Assaphs Entschluß ist gefaßt. Unter keiner Bedingung lasset er je mehr von seinem Gott. Es widerfahre ihm, was da wolle, er behauptet hinfort den neu gewonnenen Standpunkt und den in Gebet und forschender Vertiefung errungenen Trost. Er hat genug fortan an Gott und dessen Liebe. „Wenn ich nur Dich habe“, spricht, ja frohlockt er mit großer Zuversicht, (er will sagen: „Wenn ich nur Deiner Huld und Nähe mich getrösten darf, und das darf ich ja, da ich aufrichtig begehre, nur Dir zu leben,) dann frage ich nichts nach Himmel und nach Erden“, (buchstäblich: „dann suche ich im Himmel und auf Erden weiter nichts“; oder: „Ohne Dich, was ist mir der Himmel, was mir ohne Dich die Erde? Du bist mir Alles!“) „Wenn mir gleich Leib und Seele verschmachten, so bist Du doch ewiglich meines Herzens Trost und mein Theil“, („ja, Du, der Du mich niemals über Vermögen wirst versuchet werden lassen, und endlich aus allem Jammer, und selbst aus der Todesnacht mir aushilfst zu deinem himmlischen Reich!“) „Denn, siehe! die von Dir weichen, werden umkommen. Du vertilgest Alle, die bundbrüchig an Dir werden. Aber das ist meine Freude, daß ich mich zu Gott halte, und“ (des glücklichen Ausgangs aller Wege, die Er mit mir geht, gewiß,) „meine Zuversicht setze auf den Herrn; daß ich verkündige, (öffentlich rühme, preise und verherrliche, wie in diesem Psalme,) „Dein Thun“, ja, alle Deine Werke!
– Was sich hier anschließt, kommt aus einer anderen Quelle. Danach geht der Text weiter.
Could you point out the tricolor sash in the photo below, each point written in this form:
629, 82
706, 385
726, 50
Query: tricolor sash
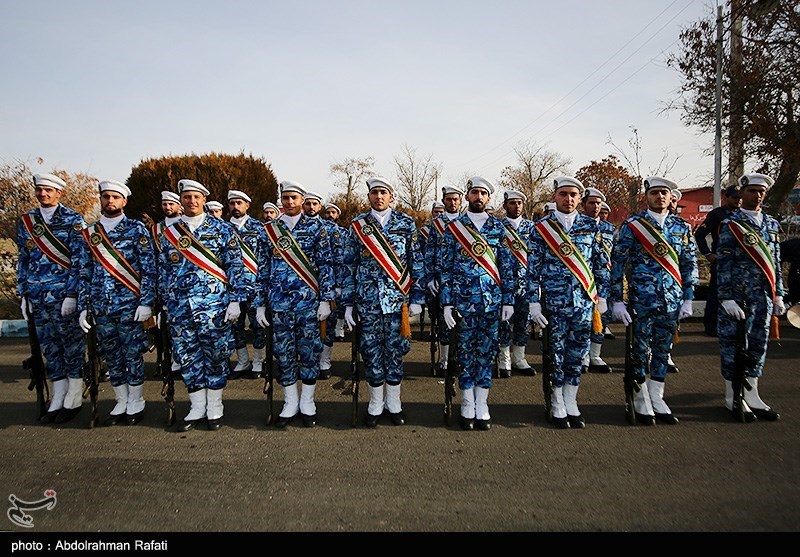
111, 258
517, 246
288, 248
179, 235
477, 247
43, 238
380, 248
562, 247
754, 246
657, 247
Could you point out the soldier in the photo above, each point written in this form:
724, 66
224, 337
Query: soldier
659, 249
477, 283
568, 271
49, 245
296, 279
710, 227
253, 243
451, 199
382, 289
591, 203
201, 285
750, 288
118, 287
518, 230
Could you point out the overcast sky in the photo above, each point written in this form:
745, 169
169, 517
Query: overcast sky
96, 86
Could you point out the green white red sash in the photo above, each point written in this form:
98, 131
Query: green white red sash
111, 259
288, 248
46, 241
754, 246
657, 247
517, 246
179, 235
562, 247
380, 248
477, 247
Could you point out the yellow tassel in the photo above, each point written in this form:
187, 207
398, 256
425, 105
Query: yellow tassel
775, 328
405, 324
597, 322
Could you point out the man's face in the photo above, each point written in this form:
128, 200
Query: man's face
192, 203
477, 199
111, 203
47, 196
567, 198
292, 203
591, 206
238, 207
513, 208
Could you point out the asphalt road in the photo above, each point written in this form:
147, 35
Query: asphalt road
707, 474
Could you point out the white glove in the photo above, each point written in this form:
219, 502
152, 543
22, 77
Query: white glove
233, 312
143, 313
68, 306
261, 316
535, 309
323, 311
348, 317
733, 309
778, 308
621, 313
84, 322
448, 317
686, 309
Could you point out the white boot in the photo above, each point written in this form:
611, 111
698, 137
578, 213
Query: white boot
518, 360
259, 355
325, 357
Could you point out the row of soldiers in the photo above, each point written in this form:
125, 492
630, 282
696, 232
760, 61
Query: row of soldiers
485, 277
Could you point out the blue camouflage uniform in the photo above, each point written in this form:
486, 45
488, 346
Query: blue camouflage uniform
377, 298
478, 299
46, 284
121, 341
653, 294
293, 303
565, 302
518, 324
196, 303
740, 279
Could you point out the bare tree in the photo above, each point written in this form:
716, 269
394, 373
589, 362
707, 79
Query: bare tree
417, 177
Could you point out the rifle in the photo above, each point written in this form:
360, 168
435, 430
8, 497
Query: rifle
35, 366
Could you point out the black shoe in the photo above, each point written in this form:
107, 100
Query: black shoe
133, 419
667, 419
766, 414
114, 419
576, 422
309, 420
66, 414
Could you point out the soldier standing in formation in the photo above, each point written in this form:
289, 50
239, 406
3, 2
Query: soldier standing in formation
118, 288
382, 289
750, 290
567, 280
660, 250
49, 244
478, 284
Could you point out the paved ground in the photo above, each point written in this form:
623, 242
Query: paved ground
706, 474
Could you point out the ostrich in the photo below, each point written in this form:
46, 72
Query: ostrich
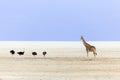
44, 53
12, 52
89, 48
21, 52
34, 53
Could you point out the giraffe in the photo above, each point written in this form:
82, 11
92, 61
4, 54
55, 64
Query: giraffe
89, 48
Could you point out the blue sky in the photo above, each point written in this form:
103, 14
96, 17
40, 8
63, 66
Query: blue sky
59, 20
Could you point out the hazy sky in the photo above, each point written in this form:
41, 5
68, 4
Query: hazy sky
59, 20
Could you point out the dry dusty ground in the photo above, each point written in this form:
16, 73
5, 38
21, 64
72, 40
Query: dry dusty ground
59, 68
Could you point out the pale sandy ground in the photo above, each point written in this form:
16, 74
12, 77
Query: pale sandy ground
64, 61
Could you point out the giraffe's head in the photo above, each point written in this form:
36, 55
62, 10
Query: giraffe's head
82, 38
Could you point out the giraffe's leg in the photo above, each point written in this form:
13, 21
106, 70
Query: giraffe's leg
94, 55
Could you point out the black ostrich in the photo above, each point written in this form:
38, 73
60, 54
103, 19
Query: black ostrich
21, 53
12, 52
44, 53
34, 53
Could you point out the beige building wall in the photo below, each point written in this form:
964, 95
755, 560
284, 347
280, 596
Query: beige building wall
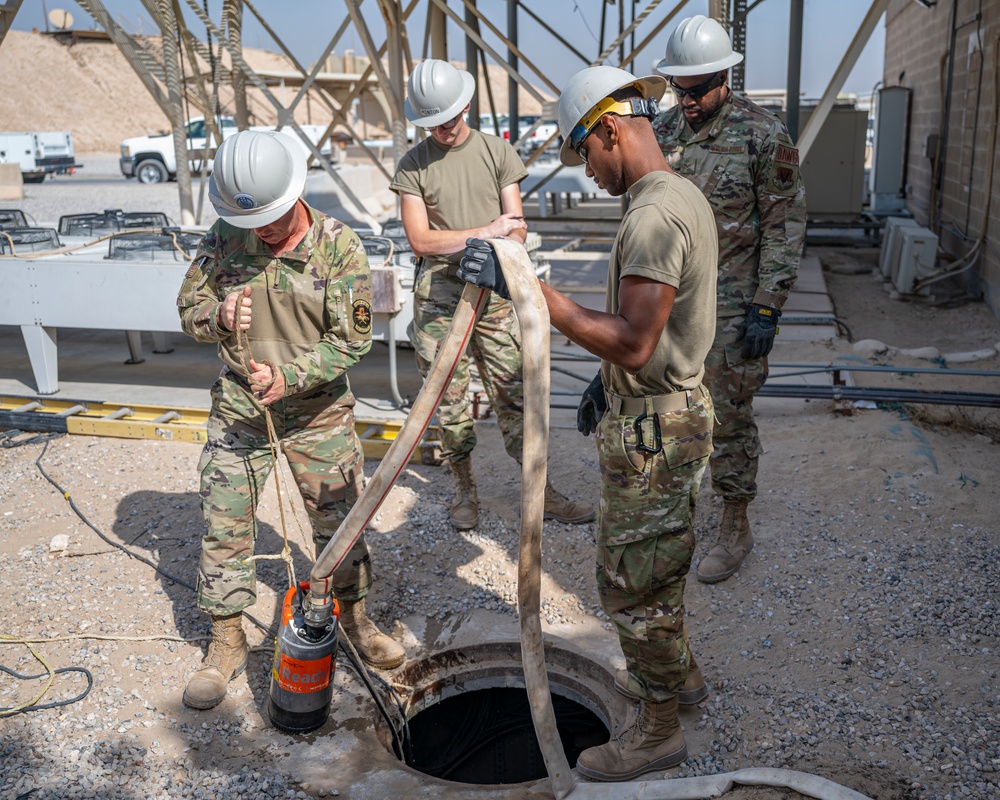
917, 46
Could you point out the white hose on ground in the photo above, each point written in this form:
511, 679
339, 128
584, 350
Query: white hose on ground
716, 785
533, 318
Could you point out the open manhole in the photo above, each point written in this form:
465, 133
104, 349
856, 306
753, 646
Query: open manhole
470, 721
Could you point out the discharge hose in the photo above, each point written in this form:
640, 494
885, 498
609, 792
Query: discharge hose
533, 317
398, 455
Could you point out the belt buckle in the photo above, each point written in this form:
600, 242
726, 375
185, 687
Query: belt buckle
640, 443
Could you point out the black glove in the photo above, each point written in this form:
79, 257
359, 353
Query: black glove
592, 407
762, 324
480, 267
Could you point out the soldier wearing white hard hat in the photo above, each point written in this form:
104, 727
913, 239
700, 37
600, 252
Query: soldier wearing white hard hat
284, 292
652, 418
742, 158
461, 183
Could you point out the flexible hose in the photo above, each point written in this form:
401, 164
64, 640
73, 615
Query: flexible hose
396, 458
533, 317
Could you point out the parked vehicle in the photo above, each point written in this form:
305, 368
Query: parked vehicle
538, 137
151, 159
39, 153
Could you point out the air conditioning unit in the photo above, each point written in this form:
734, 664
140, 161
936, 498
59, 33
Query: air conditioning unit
889, 254
917, 257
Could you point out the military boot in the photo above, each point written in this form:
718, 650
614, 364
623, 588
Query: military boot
561, 508
465, 506
652, 741
374, 646
735, 541
694, 691
226, 658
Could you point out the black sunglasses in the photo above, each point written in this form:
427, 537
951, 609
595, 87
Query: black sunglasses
699, 91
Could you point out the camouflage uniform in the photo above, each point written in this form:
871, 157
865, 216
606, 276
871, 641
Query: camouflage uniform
312, 319
496, 346
461, 189
746, 165
645, 526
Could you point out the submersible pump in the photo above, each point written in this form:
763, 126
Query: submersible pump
304, 662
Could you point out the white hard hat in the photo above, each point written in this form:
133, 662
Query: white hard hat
586, 99
698, 46
257, 177
437, 93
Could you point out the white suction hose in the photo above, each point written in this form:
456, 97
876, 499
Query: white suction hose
533, 317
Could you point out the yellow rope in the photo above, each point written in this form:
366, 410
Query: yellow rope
272, 438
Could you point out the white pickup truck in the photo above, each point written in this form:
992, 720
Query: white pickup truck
39, 153
151, 159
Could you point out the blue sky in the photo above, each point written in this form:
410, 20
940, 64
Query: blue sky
307, 25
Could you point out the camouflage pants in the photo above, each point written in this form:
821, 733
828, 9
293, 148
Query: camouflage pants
733, 382
645, 540
496, 347
317, 435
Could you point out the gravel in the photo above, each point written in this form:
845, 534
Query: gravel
859, 643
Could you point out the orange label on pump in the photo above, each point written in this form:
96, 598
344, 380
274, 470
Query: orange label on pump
302, 677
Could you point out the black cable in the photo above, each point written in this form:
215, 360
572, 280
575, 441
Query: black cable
55, 703
402, 749
9, 438
361, 670
89, 524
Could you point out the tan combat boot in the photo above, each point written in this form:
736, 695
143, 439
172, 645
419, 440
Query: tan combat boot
653, 741
465, 506
379, 650
562, 509
735, 541
695, 689
226, 658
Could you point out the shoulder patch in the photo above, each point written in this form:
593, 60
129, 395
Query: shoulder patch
787, 155
361, 316
195, 266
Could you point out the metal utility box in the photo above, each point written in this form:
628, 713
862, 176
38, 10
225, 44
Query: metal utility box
891, 241
917, 258
834, 171
887, 179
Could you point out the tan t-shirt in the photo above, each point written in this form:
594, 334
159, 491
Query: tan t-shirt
459, 185
669, 235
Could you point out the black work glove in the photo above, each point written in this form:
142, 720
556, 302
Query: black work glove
481, 268
592, 407
762, 324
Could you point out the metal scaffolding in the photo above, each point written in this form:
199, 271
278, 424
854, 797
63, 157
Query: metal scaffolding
182, 71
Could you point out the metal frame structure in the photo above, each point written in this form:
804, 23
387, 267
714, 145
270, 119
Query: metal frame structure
164, 77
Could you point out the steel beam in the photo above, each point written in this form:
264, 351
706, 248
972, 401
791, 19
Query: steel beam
794, 68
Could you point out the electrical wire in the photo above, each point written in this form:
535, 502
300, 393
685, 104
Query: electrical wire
400, 743
34, 705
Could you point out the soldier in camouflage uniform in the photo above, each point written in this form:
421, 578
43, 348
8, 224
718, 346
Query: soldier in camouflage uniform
460, 183
287, 298
652, 417
743, 160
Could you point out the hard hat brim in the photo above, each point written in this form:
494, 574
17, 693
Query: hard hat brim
664, 67
651, 86
265, 215
468, 89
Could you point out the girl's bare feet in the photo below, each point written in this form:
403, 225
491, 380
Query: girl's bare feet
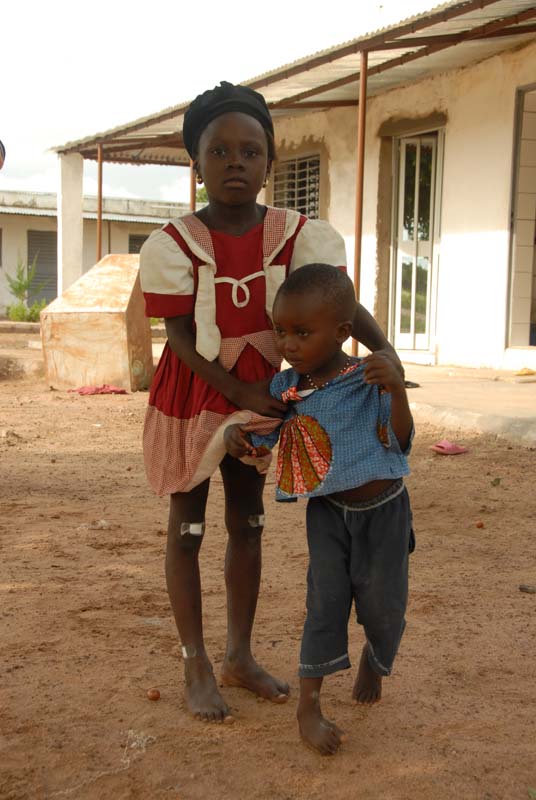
368, 684
316, 731
202, 696
247, 674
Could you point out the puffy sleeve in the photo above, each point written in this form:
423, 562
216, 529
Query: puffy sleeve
318, 243
166, 277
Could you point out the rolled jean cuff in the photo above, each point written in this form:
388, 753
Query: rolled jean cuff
319, 670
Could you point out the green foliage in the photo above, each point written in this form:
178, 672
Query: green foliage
21, 287
22, 284
19, 312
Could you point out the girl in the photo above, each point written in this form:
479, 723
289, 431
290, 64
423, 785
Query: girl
213, 276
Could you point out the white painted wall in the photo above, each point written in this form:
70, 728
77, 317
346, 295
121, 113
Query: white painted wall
15, 229
473, 289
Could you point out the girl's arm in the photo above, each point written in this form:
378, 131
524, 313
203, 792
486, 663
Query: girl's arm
380, 369
365, 329
252, 396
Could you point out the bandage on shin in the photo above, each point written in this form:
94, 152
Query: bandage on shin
193, 528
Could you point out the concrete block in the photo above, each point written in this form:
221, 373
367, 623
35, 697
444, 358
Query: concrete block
97, 332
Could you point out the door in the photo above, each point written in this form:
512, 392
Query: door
417, 167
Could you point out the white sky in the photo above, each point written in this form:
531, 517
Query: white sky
72, 69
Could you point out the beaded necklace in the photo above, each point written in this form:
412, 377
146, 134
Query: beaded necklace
315, 385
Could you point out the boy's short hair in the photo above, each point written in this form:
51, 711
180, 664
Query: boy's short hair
333, 283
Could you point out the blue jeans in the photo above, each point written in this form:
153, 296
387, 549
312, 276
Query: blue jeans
357, 553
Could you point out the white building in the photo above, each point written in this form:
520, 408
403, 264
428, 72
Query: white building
29, 229
448, 142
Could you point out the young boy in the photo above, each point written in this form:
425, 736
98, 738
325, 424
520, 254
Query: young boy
343, 444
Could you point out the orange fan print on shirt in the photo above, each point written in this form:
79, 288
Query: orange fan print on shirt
304, 455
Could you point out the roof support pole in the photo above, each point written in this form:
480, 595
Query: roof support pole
358, 230
192, 187
70, 221
99, 202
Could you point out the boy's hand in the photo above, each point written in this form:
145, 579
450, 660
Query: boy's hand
237, 442
381, 369
256, 397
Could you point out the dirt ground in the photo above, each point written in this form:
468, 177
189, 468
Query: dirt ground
86, 629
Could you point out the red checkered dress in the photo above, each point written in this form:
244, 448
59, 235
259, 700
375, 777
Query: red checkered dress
183, 432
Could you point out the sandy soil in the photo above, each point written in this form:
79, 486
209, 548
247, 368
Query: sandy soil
86, 630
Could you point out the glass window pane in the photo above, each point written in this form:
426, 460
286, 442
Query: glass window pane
421, 293
408, 221
405, 299
425, 192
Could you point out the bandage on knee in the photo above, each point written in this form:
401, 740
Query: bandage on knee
256, 520
193, 528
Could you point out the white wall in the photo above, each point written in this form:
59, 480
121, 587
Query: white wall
473, 289
15, 228
114, 233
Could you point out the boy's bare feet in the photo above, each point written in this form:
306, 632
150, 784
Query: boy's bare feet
368, 684
202, 696
247, 674
316, 731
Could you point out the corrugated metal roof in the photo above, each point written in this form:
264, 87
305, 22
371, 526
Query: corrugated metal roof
446, 37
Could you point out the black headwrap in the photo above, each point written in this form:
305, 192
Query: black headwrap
220, 100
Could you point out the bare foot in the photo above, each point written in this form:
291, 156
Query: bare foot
249, 675
317, 732
202, 695
368, 684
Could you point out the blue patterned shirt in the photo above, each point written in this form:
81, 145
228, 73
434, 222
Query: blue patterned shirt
335, 438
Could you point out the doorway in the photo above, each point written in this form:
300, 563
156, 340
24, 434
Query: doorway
416, 231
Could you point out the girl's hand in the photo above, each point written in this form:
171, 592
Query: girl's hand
256, 397
382, 369
237, 442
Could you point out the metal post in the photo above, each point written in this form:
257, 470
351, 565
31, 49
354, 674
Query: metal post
99, 202
192, 186
361, 120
So sei denn der Vorgang Assaphs unser Leitstern! Kein Räthsel der göttlichen Vorsehung, ihr lieben Mitpilger nach dem Jerusalem da droben, mache uns mehr irre an der tausendfach bestätigten Wahrheit, daß allewege wohl fahre, wer sich Gott dem Herrn zu Dienst ergeben hat. Was immer Er über uns verhängen mag: halten wir aus im Vertrauen zu Ihm, und in der Unterwerfung unter seinen heiligen Willen. Welche Kreuzträger auch: wir sind doch die Gesegneten: denn wir haben Frieden, wir gehen unter des Allmächtigen Schirm und Schutz, und die Hoffnung, diese Zukunftsverklärerin, ist unsre Gefährtin. Wohlan, wagen wir es denn nur mit dem Herrn, und ziehen still und fest die Straße, die Er uns zeigt und führt: und ein um das andere Mal werden auch wir auf unserm Lebensgange Anlaß finden, freudig in den triumphirenden Ausruf unsres Sängers einzustimmen: „Israel hat dennoch Gott zum Trost, wer nur lauteren Herzens ist!“ -

Ja, Herr, Dir weih ich mich auf's neu.
Weh', daß ich wieder wanken konnte,
Nachdem ich einmal kummerfrei
In Deiner Liebe Strahl mich sonnte! -
Vergieb und führe mich fortan
Wie immer Dir's gefallen möge!
Du leitest mich auf ebner Bahn,
Ob ich durch lauter Wüsten zöge.

Nie mehr berücke mich der Trug,
Daß ich umsonst Dir dienen müsse!
Arm, oder reich, - mir sei's genug
Daß ich in Deiner Huld mich wisse!
Das Glück der Welt ist eitel Schein,
Und nur bei Dir die wahren Güter.
Drum bleib ich ewig, ewig Dein;
O bleibe Du mein Hirt, mein Hüter! - Amen.